Hi KFB!
We're looking forward to hear your report! 

as. 

At baccarat complexity is represented by numerous factors working together but at the end we just care about the destiny of our bet.

We know that some patterns are slight (or very slight) more likely to appear first than others, when not we may be interested to assess if they'd come out as 'second' (one losing step); in the event we missed both the first and the second attempt, we could reach the conclusion that the actual  'environment' doesn't fit the requisites making something 'more probable'.

In a word, we try to restrict and at the same time taking the best of the complexity by challenging a kind of binomial 'random' world to make 'too few' opposite environments along any shoe dealt.
Obviously when an environment had surpassed the empirical two step cutoff, we need a kind of 'signal' to stop (when profitable) or to restart (when unprofitable) the betting.

Recreational players and the vast majority of bac players hope that few environments appear for long in the same shoe or, worse, that the silence environment 'must' show up sooner or later and they try to force probabilities by increasing their bets.

Casinos confide upon the exact opposite thing: on average too many different (so short) enviroments are expected to show up making the baccarat outcomes a very volatile so unbeatable production.

That has almost nothing to share with the common notion to determine randomness by the number of runs.
But patterns runs are not the same as simple hands runs for a different complexity factor working, especially whenever we consider the clustering feature and back to back shoes.

It's of our interest to keep 'experts' to state that patterns runs will distribute with the same features than hands runs or that there are no valid points of intervention along any shoe dealt or series of shoes dealt.

More later

as.

Talking about a possible EV+ without precise math findings is just saying that a Ferrari runs slower than a Jeep Wrangler, but actually it's the environment that makes the difference.

I guess nobody will pick up a Ferrari 812 Superfast to drive through a rough desert road and only a fool would choose a Wrangler to compete with the same Ferrari in a long flat asphalted road.

So it's not the car which makes the difference but the environment does.
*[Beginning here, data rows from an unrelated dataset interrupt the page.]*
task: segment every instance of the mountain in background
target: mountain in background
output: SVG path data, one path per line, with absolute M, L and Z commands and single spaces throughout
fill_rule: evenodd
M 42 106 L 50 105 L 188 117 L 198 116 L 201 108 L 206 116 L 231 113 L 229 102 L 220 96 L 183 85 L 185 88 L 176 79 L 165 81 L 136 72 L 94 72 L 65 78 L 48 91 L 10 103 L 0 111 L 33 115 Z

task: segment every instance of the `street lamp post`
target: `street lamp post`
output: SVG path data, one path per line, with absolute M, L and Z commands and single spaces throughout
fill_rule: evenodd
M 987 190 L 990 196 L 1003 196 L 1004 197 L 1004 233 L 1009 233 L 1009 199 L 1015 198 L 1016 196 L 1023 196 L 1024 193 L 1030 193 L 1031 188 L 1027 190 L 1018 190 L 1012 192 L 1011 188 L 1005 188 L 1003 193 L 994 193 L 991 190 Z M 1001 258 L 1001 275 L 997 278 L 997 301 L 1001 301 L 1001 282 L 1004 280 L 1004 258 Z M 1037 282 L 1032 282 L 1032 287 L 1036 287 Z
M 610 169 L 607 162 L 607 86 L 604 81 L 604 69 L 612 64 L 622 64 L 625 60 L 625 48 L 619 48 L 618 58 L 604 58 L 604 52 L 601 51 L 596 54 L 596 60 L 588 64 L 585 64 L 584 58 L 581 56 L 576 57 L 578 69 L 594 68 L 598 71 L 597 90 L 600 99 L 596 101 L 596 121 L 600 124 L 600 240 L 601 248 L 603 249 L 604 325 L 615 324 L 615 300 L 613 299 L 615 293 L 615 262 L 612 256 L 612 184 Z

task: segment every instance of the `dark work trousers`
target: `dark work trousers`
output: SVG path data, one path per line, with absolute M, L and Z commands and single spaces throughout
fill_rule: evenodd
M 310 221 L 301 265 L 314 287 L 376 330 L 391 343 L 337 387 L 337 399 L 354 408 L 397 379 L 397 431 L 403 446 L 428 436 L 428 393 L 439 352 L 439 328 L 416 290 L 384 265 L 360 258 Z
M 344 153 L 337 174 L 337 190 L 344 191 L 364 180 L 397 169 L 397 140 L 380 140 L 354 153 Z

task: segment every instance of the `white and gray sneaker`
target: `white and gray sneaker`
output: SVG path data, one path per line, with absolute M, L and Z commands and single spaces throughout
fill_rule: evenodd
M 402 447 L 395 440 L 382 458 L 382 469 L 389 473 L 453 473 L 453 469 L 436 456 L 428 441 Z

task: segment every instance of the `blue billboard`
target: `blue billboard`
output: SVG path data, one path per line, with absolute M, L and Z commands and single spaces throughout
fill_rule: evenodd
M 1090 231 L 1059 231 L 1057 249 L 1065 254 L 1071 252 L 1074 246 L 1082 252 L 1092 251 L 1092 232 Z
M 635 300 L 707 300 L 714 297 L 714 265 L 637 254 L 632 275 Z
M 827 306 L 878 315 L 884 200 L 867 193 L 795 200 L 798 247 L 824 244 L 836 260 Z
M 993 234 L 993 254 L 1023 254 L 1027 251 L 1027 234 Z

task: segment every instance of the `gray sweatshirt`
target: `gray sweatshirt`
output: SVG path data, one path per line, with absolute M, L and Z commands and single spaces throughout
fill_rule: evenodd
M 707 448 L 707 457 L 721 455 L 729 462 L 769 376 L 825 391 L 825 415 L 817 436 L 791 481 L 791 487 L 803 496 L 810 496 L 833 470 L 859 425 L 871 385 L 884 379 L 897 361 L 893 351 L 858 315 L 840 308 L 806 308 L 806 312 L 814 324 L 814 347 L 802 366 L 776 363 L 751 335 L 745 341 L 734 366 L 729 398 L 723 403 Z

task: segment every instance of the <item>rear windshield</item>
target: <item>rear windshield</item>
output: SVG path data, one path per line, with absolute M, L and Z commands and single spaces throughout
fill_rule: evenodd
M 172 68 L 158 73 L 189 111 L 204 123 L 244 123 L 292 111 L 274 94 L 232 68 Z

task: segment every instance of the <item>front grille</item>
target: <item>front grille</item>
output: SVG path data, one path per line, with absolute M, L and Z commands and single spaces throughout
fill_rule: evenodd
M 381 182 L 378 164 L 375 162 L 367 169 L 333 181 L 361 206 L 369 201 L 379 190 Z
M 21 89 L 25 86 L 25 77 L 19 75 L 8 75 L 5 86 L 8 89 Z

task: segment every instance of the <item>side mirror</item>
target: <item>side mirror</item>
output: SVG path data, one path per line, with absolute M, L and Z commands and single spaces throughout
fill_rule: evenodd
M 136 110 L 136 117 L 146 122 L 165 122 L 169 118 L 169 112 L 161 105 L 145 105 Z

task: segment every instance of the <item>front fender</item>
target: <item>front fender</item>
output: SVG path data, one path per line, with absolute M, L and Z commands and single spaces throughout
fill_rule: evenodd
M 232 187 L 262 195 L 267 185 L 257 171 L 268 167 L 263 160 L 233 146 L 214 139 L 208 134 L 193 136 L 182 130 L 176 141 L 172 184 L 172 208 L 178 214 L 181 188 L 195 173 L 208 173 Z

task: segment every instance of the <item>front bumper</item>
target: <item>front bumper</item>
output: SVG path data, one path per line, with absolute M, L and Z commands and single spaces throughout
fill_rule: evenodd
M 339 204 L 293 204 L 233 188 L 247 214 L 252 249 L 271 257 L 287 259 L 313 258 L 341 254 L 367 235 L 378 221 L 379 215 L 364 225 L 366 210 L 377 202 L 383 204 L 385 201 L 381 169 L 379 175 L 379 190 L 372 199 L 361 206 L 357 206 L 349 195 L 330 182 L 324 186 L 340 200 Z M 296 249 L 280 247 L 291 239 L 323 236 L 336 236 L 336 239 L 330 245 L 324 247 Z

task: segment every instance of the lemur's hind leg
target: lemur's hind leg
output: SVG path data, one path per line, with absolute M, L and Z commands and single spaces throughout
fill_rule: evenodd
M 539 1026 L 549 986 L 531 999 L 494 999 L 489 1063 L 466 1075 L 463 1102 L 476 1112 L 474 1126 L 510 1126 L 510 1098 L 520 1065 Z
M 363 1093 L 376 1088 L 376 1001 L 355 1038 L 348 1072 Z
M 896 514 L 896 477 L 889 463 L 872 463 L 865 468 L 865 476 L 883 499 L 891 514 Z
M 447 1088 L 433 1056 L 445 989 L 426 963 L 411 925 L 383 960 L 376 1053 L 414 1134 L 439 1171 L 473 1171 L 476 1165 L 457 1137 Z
If the enviroment, equally splitted in rough and flat situations, is supposed to be 'random' produced, no car choice will get us a kind of 'profit' unless short rough segments are overcome by the Ferrari and/or short flat segments make a minor speeding impact for the Wrangler.

The 'illusion' of controlling randomness by raising the POS (probability of success) may be worthless but it surely increases the 'complexity' feature.

Therefore if a A=B proposition is unbeatable, a Ax(A1+A2)=Bx(B1+B2) proposition could remain 'less' unbeatable, as the number of outliers is someway restricted, so more likely roaming around the 0 origin point.

At the same token, if both Ax and Bx present a slight restricted number of deviations, Ax/Ax clusters and Bx/Bx clusters must take the same properties but now by a greater level of 'complexity' than the previous step, and it's reasonable to think that the more complexity is involved greater will be our POS (whether carefully assessed).

Yet we have reasons to think that the productions are not perfect randomly offered, so more likely taking a kind of biased one sided 'undetectable' direction.

Obviously if something is 'biased' it'll more likely produce clustered events than isolated events, so we do not need a lot of time to realize the most (even transitory) line any shoe will take.
We've seen that a long 'alternating' events course is the least likely to happen, providing a decent level of patterns 'complexity' factor.

Of course the BPBPBP succession (and many alike) cannot belong to the 'alternating' category as lacking of the 'complexity' factor.

See u next week.

as.

I mean that back to back patterns belonging to single shoes could be so biased (for a strong defect of random shuffling) to pose a real threat on our 'variance control' plan.
Single shoes being the fortune of recreational players but the nightmare for pros that for obvious reasons must confide on situations restricted within a wide yet 'affordable' range.

The fact that such rare 'single shoes' might symmetrically form profitable patterns (that is conforming too much with our plan) is not counterbalanced by the specular strong negative situations that put into the toilet our expectation.

It's like to toss a coin thinking it's unbiased whereas is harshly biased, but a single shoe cannot be a reliable source of consideration for obvious reasons.

Therefore it's way better to 'challenge' the system by spotting few positional events taken from endless shoe successions.
Yes, we need a kind of bias to succeed, but this must be limited in some way and at either way.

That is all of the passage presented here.